Athletes from Sierra Leone were held out of the Nanjing Youth Olympic Games due to Ebola concerns. (Getty Images)
: Have special policies or guidelines been created for West African athletes? Do you think that’s necessary?
: No. It goes back to my first response, regarding the risk-based approach. You understand the fact that there’s a risk at all is part of the occupation and part of the sport. There should be no stigma towards athletes from that part of the world whatsoever.
: When I interviewed different federations about their response to the Ebola virus, most were hesitant to talk about the issue. Does that stem from a lack of education about the disease, or from something else?

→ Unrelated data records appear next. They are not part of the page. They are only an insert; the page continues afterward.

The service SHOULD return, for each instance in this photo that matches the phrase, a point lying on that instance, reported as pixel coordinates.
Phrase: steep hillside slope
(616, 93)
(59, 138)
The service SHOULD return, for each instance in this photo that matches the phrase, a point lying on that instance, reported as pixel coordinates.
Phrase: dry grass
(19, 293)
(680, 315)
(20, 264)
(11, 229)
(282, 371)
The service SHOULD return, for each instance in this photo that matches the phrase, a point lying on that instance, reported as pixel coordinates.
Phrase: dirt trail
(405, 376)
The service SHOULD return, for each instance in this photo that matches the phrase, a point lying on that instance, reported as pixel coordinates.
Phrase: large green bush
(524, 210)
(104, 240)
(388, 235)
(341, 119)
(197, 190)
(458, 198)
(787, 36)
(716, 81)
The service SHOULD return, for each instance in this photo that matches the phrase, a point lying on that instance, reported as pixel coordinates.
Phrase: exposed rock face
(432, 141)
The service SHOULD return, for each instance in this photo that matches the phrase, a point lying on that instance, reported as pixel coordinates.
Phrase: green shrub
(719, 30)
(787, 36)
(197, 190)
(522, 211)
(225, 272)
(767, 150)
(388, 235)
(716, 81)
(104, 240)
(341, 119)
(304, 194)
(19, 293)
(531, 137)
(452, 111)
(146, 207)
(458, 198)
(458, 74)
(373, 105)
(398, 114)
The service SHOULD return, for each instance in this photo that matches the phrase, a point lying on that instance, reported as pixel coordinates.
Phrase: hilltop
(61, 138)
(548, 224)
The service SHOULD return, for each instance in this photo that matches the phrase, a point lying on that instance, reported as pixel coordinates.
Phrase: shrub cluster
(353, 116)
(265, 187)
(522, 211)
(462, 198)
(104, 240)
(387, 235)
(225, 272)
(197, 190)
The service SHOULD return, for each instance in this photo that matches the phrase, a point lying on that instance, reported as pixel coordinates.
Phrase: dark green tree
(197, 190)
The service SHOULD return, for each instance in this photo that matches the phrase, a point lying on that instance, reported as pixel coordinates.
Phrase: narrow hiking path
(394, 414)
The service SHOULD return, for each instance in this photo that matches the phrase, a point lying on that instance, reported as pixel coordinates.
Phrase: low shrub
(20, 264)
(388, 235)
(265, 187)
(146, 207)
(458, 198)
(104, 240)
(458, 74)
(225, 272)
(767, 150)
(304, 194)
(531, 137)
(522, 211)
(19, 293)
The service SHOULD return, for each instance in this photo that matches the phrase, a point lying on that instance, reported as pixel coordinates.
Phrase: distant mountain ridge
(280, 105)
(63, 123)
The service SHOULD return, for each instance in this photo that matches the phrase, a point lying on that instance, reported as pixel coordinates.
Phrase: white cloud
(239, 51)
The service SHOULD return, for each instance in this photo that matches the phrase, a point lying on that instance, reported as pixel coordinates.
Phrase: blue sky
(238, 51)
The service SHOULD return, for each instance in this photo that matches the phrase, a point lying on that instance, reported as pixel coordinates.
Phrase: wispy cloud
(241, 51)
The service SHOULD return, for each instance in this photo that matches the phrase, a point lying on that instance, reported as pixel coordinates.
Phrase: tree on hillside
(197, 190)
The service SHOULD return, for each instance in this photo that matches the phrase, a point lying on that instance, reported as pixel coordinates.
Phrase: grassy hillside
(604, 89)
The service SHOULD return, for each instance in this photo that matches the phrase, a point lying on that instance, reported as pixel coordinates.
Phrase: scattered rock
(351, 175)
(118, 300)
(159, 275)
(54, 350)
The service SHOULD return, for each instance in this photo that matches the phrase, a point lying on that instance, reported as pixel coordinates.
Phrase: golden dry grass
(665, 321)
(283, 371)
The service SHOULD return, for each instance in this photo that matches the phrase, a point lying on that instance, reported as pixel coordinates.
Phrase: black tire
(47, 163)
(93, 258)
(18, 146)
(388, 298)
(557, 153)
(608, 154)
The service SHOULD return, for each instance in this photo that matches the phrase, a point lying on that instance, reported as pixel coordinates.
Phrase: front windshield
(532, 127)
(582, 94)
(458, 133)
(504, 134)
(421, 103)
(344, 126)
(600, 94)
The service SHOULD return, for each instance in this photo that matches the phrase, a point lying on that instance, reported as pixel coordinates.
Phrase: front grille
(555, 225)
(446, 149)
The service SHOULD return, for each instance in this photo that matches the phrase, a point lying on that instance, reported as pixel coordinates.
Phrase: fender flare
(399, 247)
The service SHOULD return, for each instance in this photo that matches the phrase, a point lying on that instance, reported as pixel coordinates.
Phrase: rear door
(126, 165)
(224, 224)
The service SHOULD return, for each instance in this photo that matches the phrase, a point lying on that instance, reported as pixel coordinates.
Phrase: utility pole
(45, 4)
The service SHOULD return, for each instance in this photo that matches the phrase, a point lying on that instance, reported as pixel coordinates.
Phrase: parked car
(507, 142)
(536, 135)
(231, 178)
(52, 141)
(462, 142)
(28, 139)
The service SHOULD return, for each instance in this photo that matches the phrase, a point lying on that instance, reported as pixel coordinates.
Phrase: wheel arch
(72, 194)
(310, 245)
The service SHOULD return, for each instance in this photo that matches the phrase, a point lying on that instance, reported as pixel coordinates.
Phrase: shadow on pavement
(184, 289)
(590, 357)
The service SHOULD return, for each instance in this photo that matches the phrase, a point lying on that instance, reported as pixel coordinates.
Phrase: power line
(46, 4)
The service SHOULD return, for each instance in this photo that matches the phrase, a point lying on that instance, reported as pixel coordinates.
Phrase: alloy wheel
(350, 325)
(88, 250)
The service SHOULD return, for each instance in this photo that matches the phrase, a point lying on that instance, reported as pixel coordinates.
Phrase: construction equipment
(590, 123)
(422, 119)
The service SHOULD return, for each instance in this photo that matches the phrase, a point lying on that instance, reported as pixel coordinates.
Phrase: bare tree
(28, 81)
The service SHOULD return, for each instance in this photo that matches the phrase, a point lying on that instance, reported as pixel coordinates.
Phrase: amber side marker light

: Most of the federations are not experts in public health, and you were talking to press people. I would be scared too. The medical doctors of federations and events could help you. When a city is hosting, they will have to liaise with the public doctor working the event and the teams. That’s the moment when, if they are educated, they can ask about protection and guidance. That’s the key moment where an opportunity forms to mitigate the risk and create a better legacy.

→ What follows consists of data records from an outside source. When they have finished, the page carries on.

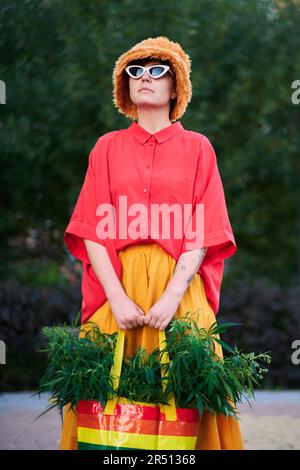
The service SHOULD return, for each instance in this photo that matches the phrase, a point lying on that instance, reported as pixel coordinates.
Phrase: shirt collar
(142, 135)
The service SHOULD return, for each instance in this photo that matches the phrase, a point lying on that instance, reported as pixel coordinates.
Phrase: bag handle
(170, 408)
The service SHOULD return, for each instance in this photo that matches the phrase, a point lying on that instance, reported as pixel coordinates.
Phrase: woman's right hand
(127, 314)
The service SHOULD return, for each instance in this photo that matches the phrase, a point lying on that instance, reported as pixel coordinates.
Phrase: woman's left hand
(162, 312)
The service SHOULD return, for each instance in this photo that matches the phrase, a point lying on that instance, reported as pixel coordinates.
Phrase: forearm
(186, 267)
(103, 268)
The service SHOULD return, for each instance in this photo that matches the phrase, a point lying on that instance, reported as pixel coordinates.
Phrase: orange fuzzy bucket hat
(154, 48)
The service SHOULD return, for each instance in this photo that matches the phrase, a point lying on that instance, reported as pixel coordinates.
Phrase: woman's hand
(162, 312)
(126, 312)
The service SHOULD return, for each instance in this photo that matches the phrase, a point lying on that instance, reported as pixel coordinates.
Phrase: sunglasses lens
(136, 71)
(156, 71)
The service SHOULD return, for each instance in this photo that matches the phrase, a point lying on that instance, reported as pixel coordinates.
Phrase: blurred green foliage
(57, 58)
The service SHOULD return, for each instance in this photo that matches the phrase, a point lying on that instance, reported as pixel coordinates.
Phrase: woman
(140, 272)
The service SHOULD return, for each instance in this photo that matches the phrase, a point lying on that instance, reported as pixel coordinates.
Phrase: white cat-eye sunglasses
(155, 71)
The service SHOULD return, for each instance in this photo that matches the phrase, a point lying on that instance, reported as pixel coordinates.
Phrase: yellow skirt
(146, 271)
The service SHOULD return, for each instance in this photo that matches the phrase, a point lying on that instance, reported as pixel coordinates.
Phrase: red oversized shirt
(173, 166)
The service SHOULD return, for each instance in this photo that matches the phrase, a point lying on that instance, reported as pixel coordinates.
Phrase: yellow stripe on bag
(136, 441)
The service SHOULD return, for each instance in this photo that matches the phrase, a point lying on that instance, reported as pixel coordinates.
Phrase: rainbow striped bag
(126, 424)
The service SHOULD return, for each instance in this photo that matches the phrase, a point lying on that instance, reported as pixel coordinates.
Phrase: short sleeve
(83, 222)
(213, 225)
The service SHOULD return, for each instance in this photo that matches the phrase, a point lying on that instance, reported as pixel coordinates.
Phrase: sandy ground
(272, 422)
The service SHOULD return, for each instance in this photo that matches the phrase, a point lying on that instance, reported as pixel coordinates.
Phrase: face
(160, 90)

: Ebola is obviously a pressing issue, but do you think there’s a particularly high risk of the virus spreading through sport? How concerned should the average person be?

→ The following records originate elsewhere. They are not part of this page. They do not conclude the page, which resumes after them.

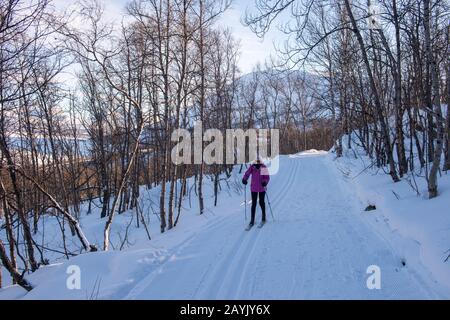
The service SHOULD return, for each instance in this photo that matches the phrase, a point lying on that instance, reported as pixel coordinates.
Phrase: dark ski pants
(262, 204)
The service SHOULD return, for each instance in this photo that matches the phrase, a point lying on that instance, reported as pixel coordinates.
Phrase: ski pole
(270, 206)
(245, 202)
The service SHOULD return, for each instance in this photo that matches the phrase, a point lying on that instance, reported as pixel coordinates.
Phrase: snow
(319, 246)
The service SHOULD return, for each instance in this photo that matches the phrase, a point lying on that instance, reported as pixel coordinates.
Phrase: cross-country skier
(260, 179)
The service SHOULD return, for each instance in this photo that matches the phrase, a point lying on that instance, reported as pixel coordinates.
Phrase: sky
(253, 50)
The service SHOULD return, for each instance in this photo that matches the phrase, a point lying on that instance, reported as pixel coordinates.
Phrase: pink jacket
(259, 176)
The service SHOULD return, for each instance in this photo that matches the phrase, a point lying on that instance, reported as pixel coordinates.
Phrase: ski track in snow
(318, 247)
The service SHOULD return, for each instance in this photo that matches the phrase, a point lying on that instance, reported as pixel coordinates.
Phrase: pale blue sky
(253, 50)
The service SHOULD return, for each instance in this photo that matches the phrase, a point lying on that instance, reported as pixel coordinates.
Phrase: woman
(260, 179)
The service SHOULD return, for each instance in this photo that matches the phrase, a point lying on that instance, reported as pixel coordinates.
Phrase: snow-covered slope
(319, 246)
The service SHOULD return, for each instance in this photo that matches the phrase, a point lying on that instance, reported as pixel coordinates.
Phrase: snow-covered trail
(318, 248)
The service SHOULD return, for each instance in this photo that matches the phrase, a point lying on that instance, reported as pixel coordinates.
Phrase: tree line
(66, 148)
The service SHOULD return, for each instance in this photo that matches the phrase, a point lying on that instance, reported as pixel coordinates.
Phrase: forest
(87, 106)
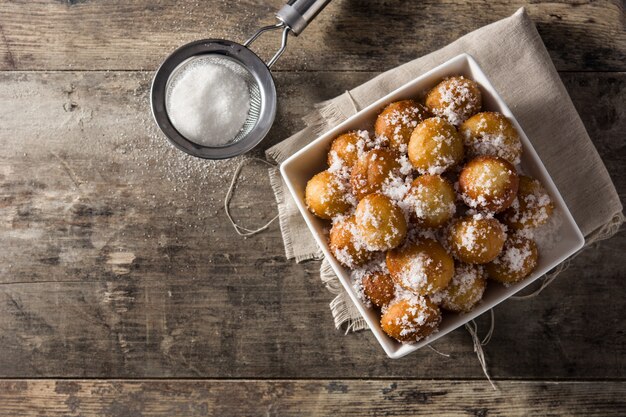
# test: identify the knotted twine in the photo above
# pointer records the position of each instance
(344, 311)
(511, 52)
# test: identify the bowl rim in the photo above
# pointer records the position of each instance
(382, 338)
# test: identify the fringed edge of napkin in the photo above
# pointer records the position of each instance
(277, 185)
(342, 308)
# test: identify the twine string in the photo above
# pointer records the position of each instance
(241, 230)
(472, 329)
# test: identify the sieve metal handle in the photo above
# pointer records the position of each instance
(294, 17)
(297, 14)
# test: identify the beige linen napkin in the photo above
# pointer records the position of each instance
(514, 58)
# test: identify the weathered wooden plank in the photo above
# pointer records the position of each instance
(118, 261)
(129, 267)
(349, 35)
(21, 398)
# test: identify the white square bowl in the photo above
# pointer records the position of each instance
(310, 160)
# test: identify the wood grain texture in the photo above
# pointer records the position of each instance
(350, 35)
(118, 260)
(22, 398)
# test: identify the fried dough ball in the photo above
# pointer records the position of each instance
(410, 319)
(465, 290)
(516, 261)
(532, 207)
(345, 149)
(371, 170)
(455, 99)
(381, 223)
(422, 268)
(378, 287)
(490, 133)
(346, 245)
(397, 121)
(431, 199)
(488, 183)
(476, 239)
(326, 195)
(435, 146)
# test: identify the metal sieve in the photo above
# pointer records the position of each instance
(293, 18)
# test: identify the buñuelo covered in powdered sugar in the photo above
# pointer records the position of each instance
(428, 205)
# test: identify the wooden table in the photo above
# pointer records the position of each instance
(124, 291)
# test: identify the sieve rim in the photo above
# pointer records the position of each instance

: It depends on where and which sport, of course. But the average people understand sport as a moment of joy and peace, rather than a moment of fear. That’s the way I look at it.
: Is there anything you would like to say that we haven’t asked, whether about Ebola in particular or other communicable diseases and how they affect sporting events?
: One thing – Sunday or Monday will mark the end of the Ebola outbreak in Nigeria. Sporting mass gatherings were managed so well in Nigeria, and I was there. I was part of the “dream team,” to prevent Lagos’ 30 million people from becoming a problem. That was an example of sports, and everybody else, really jumping in to talk to the community, to talk to the people, and to be a leading example. To me, that’s a winning story.